Robert Krulwich—radio genius, science writer, journalist extraordinaire—delivered one of the most impressive Commencement speeches I’ve ever read to the Berkeley School of Journalism in 2011. It’s the kind of address that’s inspiring but not to the point of blind sanguinity. British science writer Ed Yong posted the full text version, plus a link to the video, on his National Geographic blog, “Not Exactly Rocket Science.” The speech centers on Krulwich’s belief that to be influential, a young person would do well to stop standing in the line for Opportunity. “Horizontal loyalty,” he says—as well as a religious dedication to one’s writing—is the way to effect change. My favorite line, though, comes toward the end of the speech; Krulwich writes:
“But in a world like this… rampant with new technologies, and new ways to do things, the newcomers… that means you… you here today, you have to trust your music… It’s how you talk to people your age, your generation. This is how we change.”
The phrase “you have to trust your music” refers to the idea that each generation brings with it new waves of pop music, of side-street hip-hop or jazz, of Indie flavors couched in guitar strums, of revitalized classical melodies… and so on. As young people, we have to protect each other’s music—that is, we have to protect our values, our core beliefs, our internal guidance systems. We have to listen to the music of our time, whatever that means. In this way, writing is an act of listening. Journalism means tapping into—and trusting—new voices and new timbres.

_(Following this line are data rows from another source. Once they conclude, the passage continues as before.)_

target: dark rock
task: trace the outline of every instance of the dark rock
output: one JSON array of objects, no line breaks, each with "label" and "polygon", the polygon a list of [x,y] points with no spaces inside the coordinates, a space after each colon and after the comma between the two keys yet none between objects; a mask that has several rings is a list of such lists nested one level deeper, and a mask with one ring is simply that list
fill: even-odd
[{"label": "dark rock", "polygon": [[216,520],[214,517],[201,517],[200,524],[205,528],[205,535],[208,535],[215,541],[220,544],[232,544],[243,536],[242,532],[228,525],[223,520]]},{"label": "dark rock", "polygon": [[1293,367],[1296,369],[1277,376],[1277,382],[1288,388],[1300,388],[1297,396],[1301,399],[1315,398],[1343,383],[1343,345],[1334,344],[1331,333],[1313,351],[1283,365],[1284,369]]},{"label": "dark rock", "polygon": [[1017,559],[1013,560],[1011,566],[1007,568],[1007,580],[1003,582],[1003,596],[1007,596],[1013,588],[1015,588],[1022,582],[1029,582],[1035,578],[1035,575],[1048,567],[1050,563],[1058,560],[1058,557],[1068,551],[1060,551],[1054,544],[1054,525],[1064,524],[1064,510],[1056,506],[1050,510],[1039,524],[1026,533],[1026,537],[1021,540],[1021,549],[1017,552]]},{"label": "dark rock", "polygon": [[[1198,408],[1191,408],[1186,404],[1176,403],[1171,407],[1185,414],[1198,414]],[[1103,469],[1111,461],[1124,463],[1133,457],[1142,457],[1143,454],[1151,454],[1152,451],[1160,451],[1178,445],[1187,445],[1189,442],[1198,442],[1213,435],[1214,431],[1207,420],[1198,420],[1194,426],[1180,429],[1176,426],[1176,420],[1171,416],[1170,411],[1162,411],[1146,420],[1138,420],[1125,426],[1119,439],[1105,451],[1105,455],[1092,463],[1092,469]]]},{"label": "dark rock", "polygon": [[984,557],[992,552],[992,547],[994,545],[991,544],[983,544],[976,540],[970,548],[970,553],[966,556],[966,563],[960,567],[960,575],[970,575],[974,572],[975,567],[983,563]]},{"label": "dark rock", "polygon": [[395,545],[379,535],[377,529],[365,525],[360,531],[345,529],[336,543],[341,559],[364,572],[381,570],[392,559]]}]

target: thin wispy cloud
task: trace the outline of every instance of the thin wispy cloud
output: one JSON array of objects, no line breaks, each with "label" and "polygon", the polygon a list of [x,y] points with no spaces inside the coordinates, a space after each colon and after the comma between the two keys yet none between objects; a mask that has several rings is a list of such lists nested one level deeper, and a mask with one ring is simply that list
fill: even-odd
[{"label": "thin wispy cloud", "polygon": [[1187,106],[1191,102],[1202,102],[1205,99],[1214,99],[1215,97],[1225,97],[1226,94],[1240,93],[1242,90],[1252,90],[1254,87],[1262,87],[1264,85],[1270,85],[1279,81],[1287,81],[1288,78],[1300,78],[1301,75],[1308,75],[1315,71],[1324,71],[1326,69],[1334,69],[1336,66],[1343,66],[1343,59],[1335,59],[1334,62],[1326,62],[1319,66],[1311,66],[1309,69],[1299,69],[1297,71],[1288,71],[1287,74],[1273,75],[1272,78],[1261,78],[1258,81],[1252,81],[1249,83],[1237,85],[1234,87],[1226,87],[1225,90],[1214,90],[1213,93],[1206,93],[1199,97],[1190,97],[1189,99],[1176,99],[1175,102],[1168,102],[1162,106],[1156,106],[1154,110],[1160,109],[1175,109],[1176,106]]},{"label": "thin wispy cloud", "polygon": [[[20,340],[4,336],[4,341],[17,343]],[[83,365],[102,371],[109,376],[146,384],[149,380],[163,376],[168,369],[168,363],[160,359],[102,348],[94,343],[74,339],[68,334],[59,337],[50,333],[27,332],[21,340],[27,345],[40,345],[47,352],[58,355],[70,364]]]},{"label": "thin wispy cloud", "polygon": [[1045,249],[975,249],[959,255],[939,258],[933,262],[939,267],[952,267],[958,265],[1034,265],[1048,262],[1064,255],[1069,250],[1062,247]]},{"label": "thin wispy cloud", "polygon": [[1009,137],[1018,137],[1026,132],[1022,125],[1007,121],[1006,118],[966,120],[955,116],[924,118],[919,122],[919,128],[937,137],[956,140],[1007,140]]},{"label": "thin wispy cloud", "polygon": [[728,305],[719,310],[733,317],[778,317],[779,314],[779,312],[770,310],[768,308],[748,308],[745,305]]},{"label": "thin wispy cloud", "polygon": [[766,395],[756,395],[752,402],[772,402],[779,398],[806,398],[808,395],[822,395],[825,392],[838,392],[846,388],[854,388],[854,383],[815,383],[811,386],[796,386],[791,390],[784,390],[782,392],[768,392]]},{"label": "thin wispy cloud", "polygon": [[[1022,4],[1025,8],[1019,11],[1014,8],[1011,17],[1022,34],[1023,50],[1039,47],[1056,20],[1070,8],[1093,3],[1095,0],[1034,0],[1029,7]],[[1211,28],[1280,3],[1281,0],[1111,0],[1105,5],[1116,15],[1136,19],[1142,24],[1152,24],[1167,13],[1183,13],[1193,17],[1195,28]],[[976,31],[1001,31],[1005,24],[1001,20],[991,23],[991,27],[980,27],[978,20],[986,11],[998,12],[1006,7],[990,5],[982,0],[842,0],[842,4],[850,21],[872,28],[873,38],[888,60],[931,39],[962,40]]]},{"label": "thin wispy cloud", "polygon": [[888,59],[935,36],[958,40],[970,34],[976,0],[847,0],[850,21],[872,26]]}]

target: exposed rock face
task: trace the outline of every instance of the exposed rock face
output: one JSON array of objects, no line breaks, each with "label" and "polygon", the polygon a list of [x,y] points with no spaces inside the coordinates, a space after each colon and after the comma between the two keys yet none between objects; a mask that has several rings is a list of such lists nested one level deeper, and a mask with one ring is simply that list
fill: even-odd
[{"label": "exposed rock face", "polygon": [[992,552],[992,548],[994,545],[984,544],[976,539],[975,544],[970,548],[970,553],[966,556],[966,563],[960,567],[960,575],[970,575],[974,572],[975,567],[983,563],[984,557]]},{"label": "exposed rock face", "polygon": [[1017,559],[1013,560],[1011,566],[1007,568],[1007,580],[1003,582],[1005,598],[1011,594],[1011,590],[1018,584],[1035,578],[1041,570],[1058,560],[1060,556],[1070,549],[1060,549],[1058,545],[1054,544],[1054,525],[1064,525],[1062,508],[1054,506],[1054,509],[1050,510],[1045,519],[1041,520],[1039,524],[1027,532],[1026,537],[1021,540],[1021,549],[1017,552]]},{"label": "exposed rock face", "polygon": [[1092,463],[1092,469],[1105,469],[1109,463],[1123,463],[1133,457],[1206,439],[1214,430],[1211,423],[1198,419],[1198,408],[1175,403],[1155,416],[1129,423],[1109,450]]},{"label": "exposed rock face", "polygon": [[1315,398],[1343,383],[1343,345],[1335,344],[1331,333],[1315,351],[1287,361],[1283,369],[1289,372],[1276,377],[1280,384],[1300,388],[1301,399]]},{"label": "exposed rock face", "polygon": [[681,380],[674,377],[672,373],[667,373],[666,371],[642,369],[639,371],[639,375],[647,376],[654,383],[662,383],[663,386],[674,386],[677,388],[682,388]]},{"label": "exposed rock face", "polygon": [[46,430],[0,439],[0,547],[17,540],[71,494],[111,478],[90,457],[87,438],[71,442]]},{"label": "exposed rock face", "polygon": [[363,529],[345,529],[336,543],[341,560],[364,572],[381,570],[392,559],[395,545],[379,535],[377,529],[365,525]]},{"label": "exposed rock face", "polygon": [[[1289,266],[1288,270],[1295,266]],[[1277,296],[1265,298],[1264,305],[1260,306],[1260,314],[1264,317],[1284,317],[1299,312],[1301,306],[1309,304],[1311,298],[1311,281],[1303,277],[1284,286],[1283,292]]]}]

When I was a freshman in college, my comparative literature professor left me a note at bottom of my first paper. “Try writing more like Mozart and less like Reger,” he wrote. I didn’t know who Reger was at the time, but I did know Mozart. My professor didn’t know until I emailed him a few weeks later that his comment completely revolutionized my understanding of academic writing. To be fair, not all writing should be academic or Mozartian; but still, the analogy made me see writing as a force to be reckoned with. Your words will refuse to serve your purposes unless you step back and see them for the shape you really want them to take and the sounds you really want them to make.
All of this is to say that, in style and substance, we can each find our own Mozart (and we don’t have to wage severals wars to do so). As a result, we can finally sort through all the Reger-esque commotion that we’ve inherited over the years and extricate whatever Mozartian details seem most promising to our time and to ourselves.